Raramente capita che un artista sappia essere così coraggioso e trasgressivo da spegnere le luci, le sovrastrutture, i colori e porta in scena se stesso, con le proprie fragilità, con il coraggio di mettersi quasi da parte per lasciare il palco alla sua musica.

Assaliti dai lumen, dai ledwall grandi come palazzi, dalle grafiche in 4K che urlano per catturare la nostra attenzione, distratta e frammentata, nell’era della comunicazione questo frastuono di luci è la prassi.
Ieri sera, durante l’ultima tappa del tour di Niccolò Fabi a Roma, non è successo nulla di tutto questo. E in quel “nulla” c’era tutto.
Il sipario sul tour si è chiuso con un sospiro collettivo. Tornare a casa, nella sua Roma, ha sempre un sapore diverso per Fabi, ma stasera il Parco della Musica vibrava di una solennità rara. Niccolò ha compiuto l’atto più rivoluzionario che un artista possa fare oggi: si è spogliato delle sovrastrutture e ha messo in scena la sua anima tra penombre e un cappellino che per sua stessa ammissione :” Serve per proteggermi un po’ “.
La rivoluzione della sottrazione
Nessun visual psichedelico a coprire i vuoti, nessuna immagine proiettata a suggerire cosa dovessimo provare. C’era solo lo spazio scenico, spogliato fino all’osso, ridotto all’essenza.
È stata una dichiarazione d’intenti, quasi un manifesto politico-emotivo: ascoltate. In un’epoca in cui “vedere” è diventato più importante di “sentire”, Fabi ci ha costretti dolcemente a chiudere gli occhi.
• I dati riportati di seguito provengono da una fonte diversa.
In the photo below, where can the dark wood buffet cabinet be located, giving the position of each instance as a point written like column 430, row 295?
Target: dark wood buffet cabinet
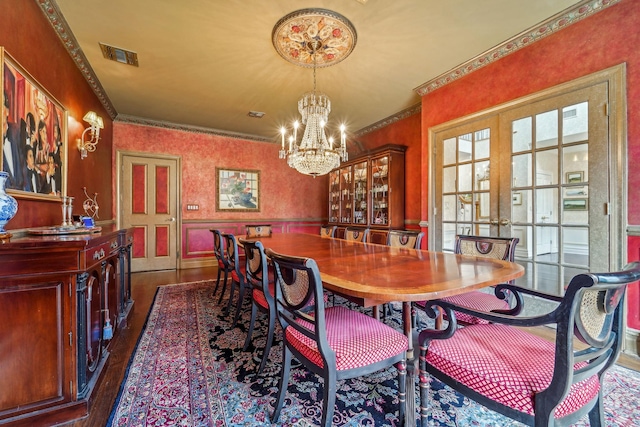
column 62, row 299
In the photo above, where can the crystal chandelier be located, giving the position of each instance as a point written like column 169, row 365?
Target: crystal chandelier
column 307, row 37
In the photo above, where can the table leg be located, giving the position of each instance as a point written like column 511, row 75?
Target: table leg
column 410, row 409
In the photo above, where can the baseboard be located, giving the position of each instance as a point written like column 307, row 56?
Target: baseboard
column 197, row 263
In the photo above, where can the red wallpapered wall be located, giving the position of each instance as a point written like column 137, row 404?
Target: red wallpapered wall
column 605, row 39
column 28, row 37
column 289, row 200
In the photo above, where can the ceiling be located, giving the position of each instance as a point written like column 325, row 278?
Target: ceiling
column 207, row 63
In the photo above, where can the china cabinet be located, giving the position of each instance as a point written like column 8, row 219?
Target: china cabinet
column 369, row 191
column 64, row 299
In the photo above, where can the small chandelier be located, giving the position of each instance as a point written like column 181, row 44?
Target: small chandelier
column 303, row 37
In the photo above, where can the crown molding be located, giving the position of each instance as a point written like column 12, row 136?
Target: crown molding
column 550, row 26
column 123, row 118
column 61, row 27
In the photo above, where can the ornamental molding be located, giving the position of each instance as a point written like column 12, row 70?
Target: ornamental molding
column 61, row 27
column 550, row 26
column 123, row 118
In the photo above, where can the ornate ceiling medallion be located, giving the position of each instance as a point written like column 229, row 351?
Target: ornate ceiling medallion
column 301, row 33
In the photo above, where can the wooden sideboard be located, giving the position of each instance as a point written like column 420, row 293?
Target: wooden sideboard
column 62, row 299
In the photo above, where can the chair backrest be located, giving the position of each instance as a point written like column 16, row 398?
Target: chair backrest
column 230, row 252
column 503, row 248
column 356, row 234
column 328, row 230
column 405, row 238
column 259, row 230
column 590, row 311
column 298, row 287
column 219, row 247
column 256, row 266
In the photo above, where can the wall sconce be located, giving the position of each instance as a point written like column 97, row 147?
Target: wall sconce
column 89, row 145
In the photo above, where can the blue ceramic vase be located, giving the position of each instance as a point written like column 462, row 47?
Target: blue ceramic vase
column 8, row 205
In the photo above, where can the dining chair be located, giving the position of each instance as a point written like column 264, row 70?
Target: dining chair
column 328, row 230
column 378, row 237
column 333, row 342
column 258, row 230
column 356, row 234
column 506, row 368
column 405, row 239
column 260, row 281
column 238, row 275
column 502, row 248
column 222, row 258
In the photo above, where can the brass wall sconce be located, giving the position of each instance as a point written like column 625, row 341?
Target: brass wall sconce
column 86, row 146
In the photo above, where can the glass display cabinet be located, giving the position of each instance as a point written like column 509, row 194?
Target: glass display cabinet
column 369, row 190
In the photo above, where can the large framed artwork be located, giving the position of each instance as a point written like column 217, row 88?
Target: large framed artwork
column 237, row 190
column 34, row 135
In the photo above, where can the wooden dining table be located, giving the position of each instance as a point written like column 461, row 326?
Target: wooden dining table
column 371, row 274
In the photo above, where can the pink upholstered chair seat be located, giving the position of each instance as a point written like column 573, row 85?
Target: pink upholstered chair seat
column 480, row 301
column 507, row 365
column 357, row 339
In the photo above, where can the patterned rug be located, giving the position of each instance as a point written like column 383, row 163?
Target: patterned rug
column 189, row 369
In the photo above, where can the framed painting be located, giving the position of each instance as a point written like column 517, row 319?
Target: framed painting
column 34, row 135
column 575, row 204
column 237, row 190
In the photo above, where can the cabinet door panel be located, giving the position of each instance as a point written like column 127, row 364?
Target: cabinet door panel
column 33, row 342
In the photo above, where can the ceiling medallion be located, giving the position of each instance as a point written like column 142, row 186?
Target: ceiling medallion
column 300, row 34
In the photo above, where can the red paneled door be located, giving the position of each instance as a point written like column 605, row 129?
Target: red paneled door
column 149, row 205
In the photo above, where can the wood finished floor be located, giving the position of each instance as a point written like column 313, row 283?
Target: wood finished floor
column 143, row 289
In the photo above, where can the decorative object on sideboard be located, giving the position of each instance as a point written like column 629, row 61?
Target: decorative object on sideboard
column 67, row 211
column 314, row 38
column 8, row 207
column 90, row 205
column 85, row 145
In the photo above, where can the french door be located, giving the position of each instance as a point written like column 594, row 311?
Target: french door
column 538, row 170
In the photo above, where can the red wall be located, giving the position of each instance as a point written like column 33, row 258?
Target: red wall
column 289, row 200
column 608, row 38
column 28, row 37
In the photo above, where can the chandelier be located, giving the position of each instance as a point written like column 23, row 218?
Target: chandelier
column 313, row 38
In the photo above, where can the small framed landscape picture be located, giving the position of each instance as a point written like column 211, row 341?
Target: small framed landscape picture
column 573, row 177
column 237, row 190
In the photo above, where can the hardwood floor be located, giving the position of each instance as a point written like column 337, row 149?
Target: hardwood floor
column 143, row 289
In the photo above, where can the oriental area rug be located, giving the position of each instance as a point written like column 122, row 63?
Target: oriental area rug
column 189, row 369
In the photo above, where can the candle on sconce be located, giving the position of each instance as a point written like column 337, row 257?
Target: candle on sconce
column 282, row 132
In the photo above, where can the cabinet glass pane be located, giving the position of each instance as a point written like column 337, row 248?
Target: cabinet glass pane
column 380, row 190
column 360, row 193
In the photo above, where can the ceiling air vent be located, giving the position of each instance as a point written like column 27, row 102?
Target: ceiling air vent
column 255, row 114
column 119, row 55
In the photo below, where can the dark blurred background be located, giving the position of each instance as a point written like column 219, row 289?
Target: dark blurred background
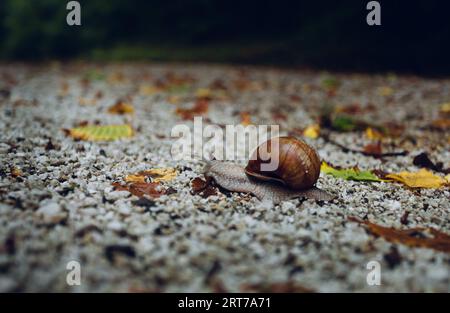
column 333, row 35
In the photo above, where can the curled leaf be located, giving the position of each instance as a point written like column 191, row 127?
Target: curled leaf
column 312, row 131
column 156, row 175
column 423, row 160
column 203, row 188
column 373, row 149
column 385, row 91
column 246, row 118
column 200, row 108
column 140, row 189
column 349, row 174
column 420, row 179
column 413, row 237
column 373, row 134
column 121, row 107
column 100, row 133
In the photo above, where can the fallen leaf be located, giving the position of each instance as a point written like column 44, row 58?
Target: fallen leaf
column 345, row 123
column 422, row 160
column 156, row 175
column 246, row 118
column 445, row 108
column 100, row 133
column 204, row 93
column 373, row 134
column 64, row 91
column 441, row 124
column 284, row 287
column 420, row 179
column 373, row 149
column 200, row 108
column 86, row 101
column 173, row 99
column 121, row 107
column 203, row 188
column 149, row 90
column 413, row 237
column 385, row 91
column 312, row 131
column 116, row 78
column 16, row 172
column 140, row 189
column 348, row 109
column 349, row 174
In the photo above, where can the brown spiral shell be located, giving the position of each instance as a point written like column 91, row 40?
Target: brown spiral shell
column 298, row 166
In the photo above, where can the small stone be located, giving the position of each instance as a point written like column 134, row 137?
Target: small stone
column 115, row 225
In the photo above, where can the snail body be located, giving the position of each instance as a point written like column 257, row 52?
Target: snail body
column 297, row 172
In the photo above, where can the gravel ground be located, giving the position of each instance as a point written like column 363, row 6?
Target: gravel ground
column 57, row 203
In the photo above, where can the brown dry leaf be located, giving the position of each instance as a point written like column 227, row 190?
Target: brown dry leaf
column 420, row 179
column 385, row 91
column 445, row 108
column 174, row 99
column 373, row 149
column 157, row 175
column 413, row 237
column 201, row 107
column 349, row 109
column 100, row 132
column 246, row 118
column 116, row 78
column 121, row 107
column 312, row 131
column 441, row 124
column 423, row 160
column 203, row 188
column 64, row 91
column 149, row 90
column 284, row 287
column 16, row 172
column 140, row 189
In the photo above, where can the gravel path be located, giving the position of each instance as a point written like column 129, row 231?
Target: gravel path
column 57, row 203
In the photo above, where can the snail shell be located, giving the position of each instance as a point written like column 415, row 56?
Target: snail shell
column 298, row 163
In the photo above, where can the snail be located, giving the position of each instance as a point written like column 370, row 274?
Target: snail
column 295, row 175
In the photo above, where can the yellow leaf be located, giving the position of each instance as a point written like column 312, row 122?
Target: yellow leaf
column 174, row 99
column 157, row 175
column 101, row 133
column 85, row 101
column 246, row 118
column 16, row 172
column 116, row 78
column 385, row 91
column 373, row 134
column 203, row 93
column 121, row 107
column 312, row 131
column 135, row 178
column 420, row 179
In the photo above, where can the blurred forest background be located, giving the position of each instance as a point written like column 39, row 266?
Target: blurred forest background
column 333, row 35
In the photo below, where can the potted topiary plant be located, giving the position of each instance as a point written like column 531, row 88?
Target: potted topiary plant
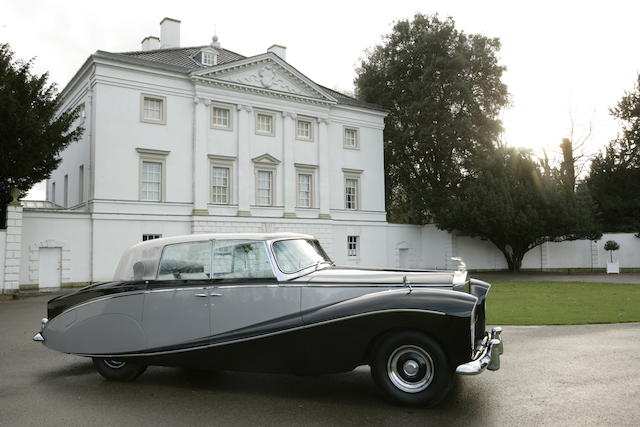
column 610, row 246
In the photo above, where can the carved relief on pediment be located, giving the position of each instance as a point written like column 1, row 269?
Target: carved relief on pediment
column 269, row 77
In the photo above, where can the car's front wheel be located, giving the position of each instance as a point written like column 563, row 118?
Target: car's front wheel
column 411, row 368
column 119, row 370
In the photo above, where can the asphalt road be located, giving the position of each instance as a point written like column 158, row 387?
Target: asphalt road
column 551, row 375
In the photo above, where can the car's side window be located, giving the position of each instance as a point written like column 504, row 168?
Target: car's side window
column 185, row 261
column 241, row 259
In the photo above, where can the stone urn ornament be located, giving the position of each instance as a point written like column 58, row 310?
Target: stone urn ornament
column 15, row 193
column 612, row 267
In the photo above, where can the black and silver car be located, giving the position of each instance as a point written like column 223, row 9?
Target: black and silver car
column 276, row 303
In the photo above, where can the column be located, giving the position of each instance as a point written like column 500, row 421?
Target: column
column 13, row 248
column 324, row 185
column 288, row 166
column 245, row 175
column 200, row 161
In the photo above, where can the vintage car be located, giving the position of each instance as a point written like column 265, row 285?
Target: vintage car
column 276, row 303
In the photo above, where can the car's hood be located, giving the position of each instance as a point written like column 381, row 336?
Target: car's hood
column 378, row 277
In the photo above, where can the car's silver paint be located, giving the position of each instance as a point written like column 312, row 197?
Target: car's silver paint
column 107, row 325
column 244, row 305
column 175, row 315
column 255, row 337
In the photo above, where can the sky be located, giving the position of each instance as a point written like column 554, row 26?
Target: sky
column 567, row 61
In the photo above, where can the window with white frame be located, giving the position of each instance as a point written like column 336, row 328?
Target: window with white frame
column 152, row 174
column 220, row 185
column 304, row 129
column 305, row 190
column 264, row 124
column 152, row 181
column 351, row 192
column 264, row 188
column 153, row 109
column 208, row 58
column 221, row 117
column 351, row 138
column 352, row 246
column 146, row 237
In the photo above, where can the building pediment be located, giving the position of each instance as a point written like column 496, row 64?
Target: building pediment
column 265, row 73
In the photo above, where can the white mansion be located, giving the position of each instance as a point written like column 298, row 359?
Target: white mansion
column 183, row 140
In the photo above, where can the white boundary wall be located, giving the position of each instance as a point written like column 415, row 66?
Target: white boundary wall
column 91, row 244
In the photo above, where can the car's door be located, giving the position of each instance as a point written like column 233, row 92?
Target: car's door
column 176, row 306
column 246, row 293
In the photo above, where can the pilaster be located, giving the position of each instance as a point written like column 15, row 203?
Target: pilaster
column 288, row 167
column 245, row 175
column 324, row 186
column 13, row 249
column 200, row 160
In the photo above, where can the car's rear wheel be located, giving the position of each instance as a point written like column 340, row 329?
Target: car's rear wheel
column 411, row 368
column 118, row 370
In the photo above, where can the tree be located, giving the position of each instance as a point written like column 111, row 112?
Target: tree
column 32, row 129
column 513, row 204
column 444, row 92
column 614, row 179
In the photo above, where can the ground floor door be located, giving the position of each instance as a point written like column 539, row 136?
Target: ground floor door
column 49, row 267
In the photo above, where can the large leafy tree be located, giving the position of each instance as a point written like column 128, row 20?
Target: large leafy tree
column 444, row 92
column 32, row 129
column 513, row 203
column 614, row 179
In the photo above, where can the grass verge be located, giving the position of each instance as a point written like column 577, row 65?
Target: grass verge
column 562, row 303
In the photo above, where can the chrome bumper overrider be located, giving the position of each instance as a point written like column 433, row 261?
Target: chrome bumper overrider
column 38, row 337
column 489, row 357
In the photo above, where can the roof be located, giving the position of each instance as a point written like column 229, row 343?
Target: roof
column 180, row 60
column 182, row 56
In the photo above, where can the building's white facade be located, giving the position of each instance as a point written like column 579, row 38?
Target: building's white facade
column 190, row 140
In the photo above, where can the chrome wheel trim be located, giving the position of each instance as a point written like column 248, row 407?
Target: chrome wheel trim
column 114, row 364
column 410, row 368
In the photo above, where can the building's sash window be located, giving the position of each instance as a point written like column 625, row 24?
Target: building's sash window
column 209, row 58
column 351, row 193
column 265, row 123
column 352, row 246
column 152, row 174
column 264, row 188
column 304, row 129
column 153, row 109
column 146, row 237
column 151, row 181
column 220, row 186
column 221, row 117
column 305, row 190
column 351, row 138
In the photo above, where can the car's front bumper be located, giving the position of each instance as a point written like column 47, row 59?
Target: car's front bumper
column 488, row 355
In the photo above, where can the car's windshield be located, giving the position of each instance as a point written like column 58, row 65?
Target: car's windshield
column 297, row 254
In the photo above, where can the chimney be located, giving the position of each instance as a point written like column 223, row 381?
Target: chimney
column 169, row 33
column 150, row 43
column 281, row 51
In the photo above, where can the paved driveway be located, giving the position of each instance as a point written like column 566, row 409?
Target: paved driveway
column 551, row 375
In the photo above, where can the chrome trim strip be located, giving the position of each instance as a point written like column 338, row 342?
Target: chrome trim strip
column 297, row 328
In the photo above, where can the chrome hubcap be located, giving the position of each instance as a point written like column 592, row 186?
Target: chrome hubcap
column 114, row 364
column 410, row 368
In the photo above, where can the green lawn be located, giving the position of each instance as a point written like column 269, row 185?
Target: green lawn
column 562, row 303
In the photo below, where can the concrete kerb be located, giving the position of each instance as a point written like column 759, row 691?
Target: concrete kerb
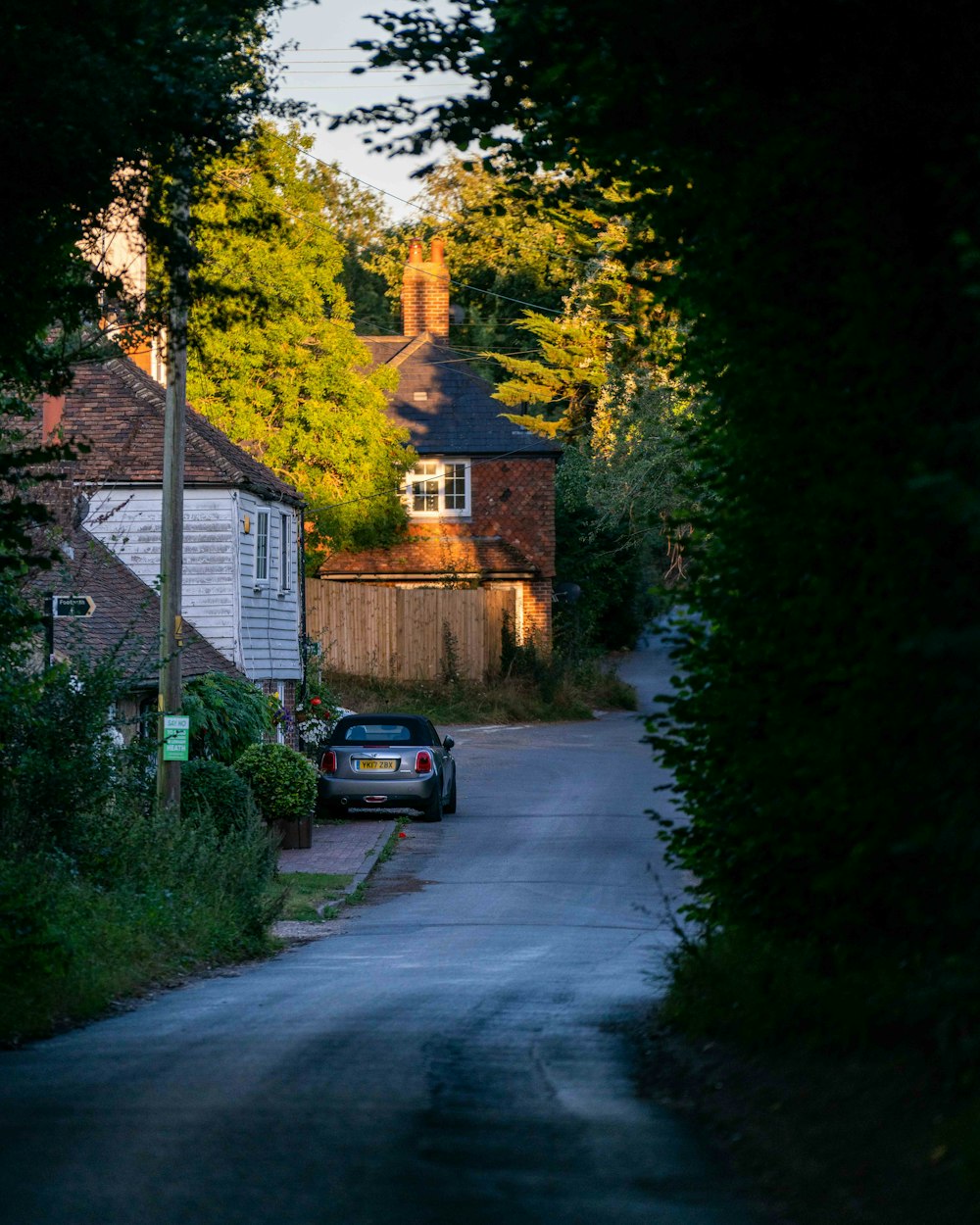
column 343, row 849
Forse è tutto racchiuso nel titolo dell’ultimo album :” Libertà negli occhi” dove l’artista ci invita ad abbandonare preconcetti, giudizi, paletti e ritornare a quella purezza che ormai abbiamo dimenticato.
Una luce che accarezza
La scenografia era fatta di luci soffuse. Non fari accecanti da stadio, ma lampade calde, ambrate, che sembravano provenire da un salotto di casa o da un fuoco da campo acceso in una spiaggia d’inverno. Le ombre di Niccolò e dei suoi musicisti si allungavano sul fondo, giganti eppure familiari.
Questa penombra ha creato un effetto paradosso: meno vedevamo, più eravamo vicini. La luce bassa ha eliminato la distanza tra il palco e la platea, ha messo a nudo l’anima di un cantautore che ha fatto dell’essenzialità il suo manifesto. Niccolò nella sua timidezza si mostra senza filtri, cercando di riportare lo spettatore in un mondo dove poter guardare oltre le apparenze, riappropriarsi dell’ingenuità dei bambini è un augurio.
L’emozione senza filtri
Quando è partita “Costruire”, o le note basse di “Una somma di piccole cose”, non c’era distrazione possibile. La voce di Fabi, con quella sua grana inconfondibile che ti porta in frammento di vita vissuta, è arrivata dritta allo stomaco.
C’è stata una purezza disarmante in questa ultima data del tour. Niccolò si è offerto al suo pubblico senza la corazza della tecnologia, vulnerabile e potente allo stesso tempo. E Roma ha risposto con un abbraccio collettivo, tra standing ovation e appalusi avvolgenti. E se le lacrime solcavano il tuo viso su “Facciamo finta” questo abbraccio collettivo, questa comunità pazzesca era pronta a capirti, non a giudicarti. E anche piangere diventa un atto liberatorio e di condivisione.
Alla fine, quando le luci si sono accese la magia è rimasta lì, intatta. Ognuno di noi presenti era come se volessimo proteggere quell’intimità ritrovata. Niccolò Fabi ci ha ricordato che se togli tutto il rumore di fondo, quello che resta è l’unica cosa che conta davvero: l’umanità.
E stasera, Roma brillava di luce propria, nel buio più bello che si sia mai visto.